A Charitable Remainder Trust (CRUT) is a tax-exempt irrevocable trust designed to reduce the taxable income of individuals by first dispersing income to the beneficiaries of the trust for a specified period of time, and then donating the remainder of the trust to the designated charity.
CRUTs are separately invested and pays a percentage of its principal, revalued annually, to you and/or other income beneficiaries you name for life or a term of years (up to a maximum of 20). You receive a charitable income tax deduction for a portion of the value of the assets you place in the trust. After the unitrust terminates, the balance or “remainder interest” goes to the Josh McDowell Ministry to be used as you designate.
You can use almost any asset to fund a unitrust, including cash, publicly traded stocks and bonds, closely held stock, partnership interests, and real estate. You can tailor your unitrust to meet many financial or estate planning goals. You can choose to receive income beginning immediately or you can structure the trust and its investments to defer most of your income to a future time.
If you are insurable, you can even use some of the income or tax savings produced by your plan to purchase a life insurance policy that replaces your gift and flows to your heirs outside of your estate. Josh McDowell Ministry can assist you and your advisors as you design the right unitrust to achieve your goals.
Starting Steps:
- Contact Josh McDowell Ministry Development Office to let us know of your intention or if you have any questions.
- Transfer cash, securities, or other appreciated property into a trust. The required minimum for this type of gift is $100,000.
- The trust pays a percentage of the value of its principal, which is valued annually, to you or beneficiaries you name.
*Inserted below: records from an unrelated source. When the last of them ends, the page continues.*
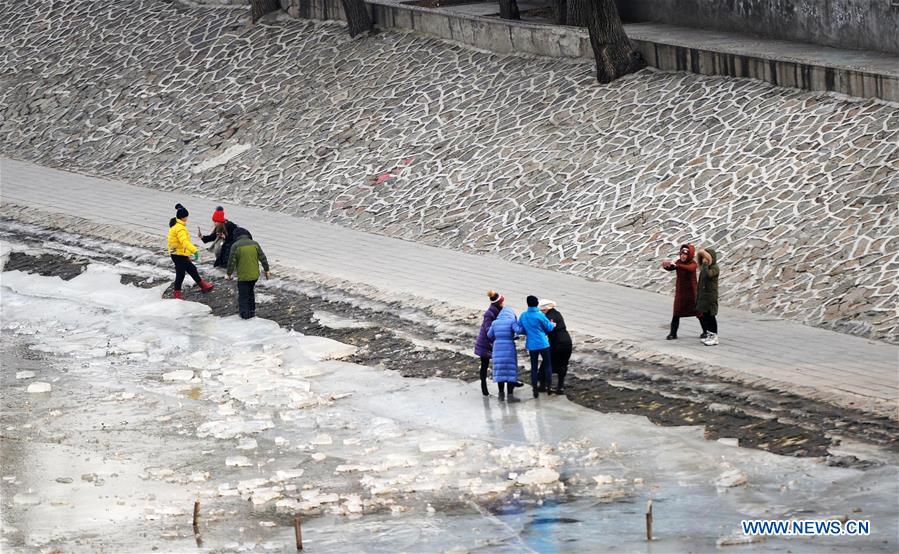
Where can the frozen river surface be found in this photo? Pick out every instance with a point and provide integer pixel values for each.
(154, 404)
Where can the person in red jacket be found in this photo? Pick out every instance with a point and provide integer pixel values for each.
(684, 288)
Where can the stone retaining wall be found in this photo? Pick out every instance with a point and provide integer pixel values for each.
(863, 24)
(527, 159)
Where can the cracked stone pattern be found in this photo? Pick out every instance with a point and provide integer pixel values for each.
(526, 159)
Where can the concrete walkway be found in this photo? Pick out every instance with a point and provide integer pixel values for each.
(849, 370)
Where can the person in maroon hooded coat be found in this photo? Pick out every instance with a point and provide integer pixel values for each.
(483, 347)
(684, 288)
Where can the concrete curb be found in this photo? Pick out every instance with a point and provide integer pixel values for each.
(516, 37)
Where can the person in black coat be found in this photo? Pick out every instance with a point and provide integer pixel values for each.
(559, 344)
(225, 230)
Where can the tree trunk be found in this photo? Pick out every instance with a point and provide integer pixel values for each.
(508, 9)
(357, 18)
(258, 8)
(559, 7)
(615, 56)
(577, 13)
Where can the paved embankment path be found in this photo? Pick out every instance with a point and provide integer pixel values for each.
(848, 370)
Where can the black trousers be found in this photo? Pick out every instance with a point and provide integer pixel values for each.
(485, 363)
(541, 374)
(246, 298)
(184, 265)
(710, 323)
(675, 323)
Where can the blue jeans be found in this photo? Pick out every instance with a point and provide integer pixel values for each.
(546, 378)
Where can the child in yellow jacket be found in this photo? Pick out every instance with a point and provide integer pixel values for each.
(181, 250)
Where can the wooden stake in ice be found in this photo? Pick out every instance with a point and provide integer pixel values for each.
(196, 517)
(197, 536)
(296, 528)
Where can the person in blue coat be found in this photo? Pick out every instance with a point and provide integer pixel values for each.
(536, 326)
(505, 357)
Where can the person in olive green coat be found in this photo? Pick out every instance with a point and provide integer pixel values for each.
(707, 294)
(245, 257)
- You may use your real estate to fund a Charitable Remainder Unitrust (CRUT), which may be structured to provide lifetime income for you and/or others, or income for a term of years.
- When the trust terminates, the remainder passes to Josh McDowell Ministry to be used as you have directed.
- Receive income for life or a term of years in return for your gift.
- Receive an immediate income tax deduction for a portion of your contribution.
- Pay no up-front capital gains tax on appreciated assets you give.
- You can make additional gifts to the trust as your circumstances allow for additional income and tax benefits.
Additional Comments:
The recently enacted SECURE Act mandates that most beneficiaries of Retirement Plan Assets, other than a spouse, must withdraw all funds and pay taxes on them within a 10-year period. This can result in much larger taxes for beneficiaries and result in no further financial benefits after the 10-year period. Donors wanting to mitigate their annual taxes AND provide lifetime income benefits for heirs may want to consider leaving their Retirement Plan Assets to a charitable remainder trust. The beauty of this plan is the support it provides Josh McDowell Ministry.
FLIP Unitrust (Professional Retirement Unitrust)
A FLIP Unitrust defers income payments until a future date when the income switch “flips” on. Until that predetermined time, the trust pays net income only. If no net income is produced, the trust pays nothing. Once the “flip” event occurs, the trust converts or “flips” to a standard unitrust that pays a defined percentage of the fair market value of the assets to the beneficiaries beginning January 1 of the following year.
This flexible feature allows the trust to defer income payments until the sale of an illiquid asset, such as real estate, or to flip on a particular date set up at the time of the trust. If you set up a Professional Retirement Unitrust, the trust “flips” at your pre-determined retirement date, meaning that it then provides you with supplemental income in retirement starting January 1 of the following year. It is a great way to make a gift and supplement retirement at the same time.